Morqos didn’t know his brother well. He might have even hated him when he was alive, he wasn’t sure. But he worked hard to hold his tears in that day. He walked out of his shack and towards the clothesline where a wet towel hung to dry. He unclipped the towel, rested his back against the wall of his home, and slid down to the ground with the towel over his head. He sat and breathed in. He didn’t talk much after that day.
Before the accident, his mother used to walk to the well with him all the time. He missed the mother who once taught him. She disappeared into the turquoise walls in his shack after the accident, no more present then the chair she sat on as she worked and prayed and cried.
Morqos spotted the well in the distance. Grey and made of jagged flat stones plastered together, it stood three feet above the ground – slightly shorter than the boy himself. A hook hung on a rope connected to a pulley swung gently in the wind above the well. Patches of grass amid scattered mulberry trees spread around the stacked stones. The well stood wrapped in the shadow of a huge sycamore tree. And under the sycamore, a girl in an orange headscarf sat on the ledge of the well, trying to connect a bucket to the hook.
A thin ray of light peeked through the shade and expanded as it reached her and rested on her sh
oulders. She was young, maybe in her mid teens. Short and skinny and dark-eyed. Her lips were thick, open just slightly, revealing the gap between her front teeth, too white for her tanned skin. But her face, round and still and calm and lit like the moon.
He approached the girl with his bucket, watching her lower the pulley, slowly. She had time.
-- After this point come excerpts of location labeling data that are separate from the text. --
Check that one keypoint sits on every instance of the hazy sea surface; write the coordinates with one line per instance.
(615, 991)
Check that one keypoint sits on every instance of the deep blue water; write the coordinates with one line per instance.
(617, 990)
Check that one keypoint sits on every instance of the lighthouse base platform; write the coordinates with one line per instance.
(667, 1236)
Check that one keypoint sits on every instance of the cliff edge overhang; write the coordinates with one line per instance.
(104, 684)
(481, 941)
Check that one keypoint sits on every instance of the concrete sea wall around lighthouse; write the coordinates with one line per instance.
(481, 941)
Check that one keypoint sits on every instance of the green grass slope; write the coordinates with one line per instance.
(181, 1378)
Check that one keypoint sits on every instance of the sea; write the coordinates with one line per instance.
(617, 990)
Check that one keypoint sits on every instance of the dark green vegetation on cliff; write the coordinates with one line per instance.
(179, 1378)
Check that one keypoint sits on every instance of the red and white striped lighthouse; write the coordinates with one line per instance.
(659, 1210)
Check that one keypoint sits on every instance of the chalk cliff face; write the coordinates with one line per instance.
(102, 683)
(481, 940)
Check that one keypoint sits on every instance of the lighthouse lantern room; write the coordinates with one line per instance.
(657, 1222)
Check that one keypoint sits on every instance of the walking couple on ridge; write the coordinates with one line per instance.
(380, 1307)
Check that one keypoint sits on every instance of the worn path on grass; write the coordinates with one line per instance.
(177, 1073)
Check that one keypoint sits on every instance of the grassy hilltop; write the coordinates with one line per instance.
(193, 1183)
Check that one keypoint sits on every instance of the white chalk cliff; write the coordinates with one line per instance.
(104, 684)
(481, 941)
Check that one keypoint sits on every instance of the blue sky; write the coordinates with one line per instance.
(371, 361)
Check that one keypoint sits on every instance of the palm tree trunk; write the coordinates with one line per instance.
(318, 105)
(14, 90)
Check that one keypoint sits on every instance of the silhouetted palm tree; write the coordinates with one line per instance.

She looked down into the well as the bucket descended. Morqos heard the tin hit the water and watched the woman wriggle the rope.
She stared into the well and swung the rope from side to side. Morqos stared into the shimmering black water. He watched the girl’s bucket move from end to end, stone to stone. It wouldn’t overturn. He looked up at her. The girl needed help – he needed to speak. Otherwise he’d never get back to the cornfields.
“You have to catch the edge of the bucket on the tip of a stone or something,” Morqos said. “Or it won’t feed into the water.”
The girl looked over at the little boy as if she’d just noticed him, a knot of skin between her furrowed brows, thin and rounded like waning crescents.
“Have you done this before little boy?” she asked with a quiet condescension.
“I learned from mama,” Morqos said. “I used to put a rock in the bucket but that only made it harder to tip. I couldn’t lift one heavy enough to make it sink. Then mama told me to use the stone’s edges. It works.”
The girl looked down into the water, licked her lips, and relaxed her brow. The knot of skin disappeared into her forehead. She nodded and looked back at Morqos and held the rope towards him.
“Show me,” she said.
He grabbed the rope from her hands and guided the bucket towards a sharp rock. It caught against its edge and turned into the water. The bucket sank deeper and deeper as he twirled the rope. The boy smiled and handed it back to the girl.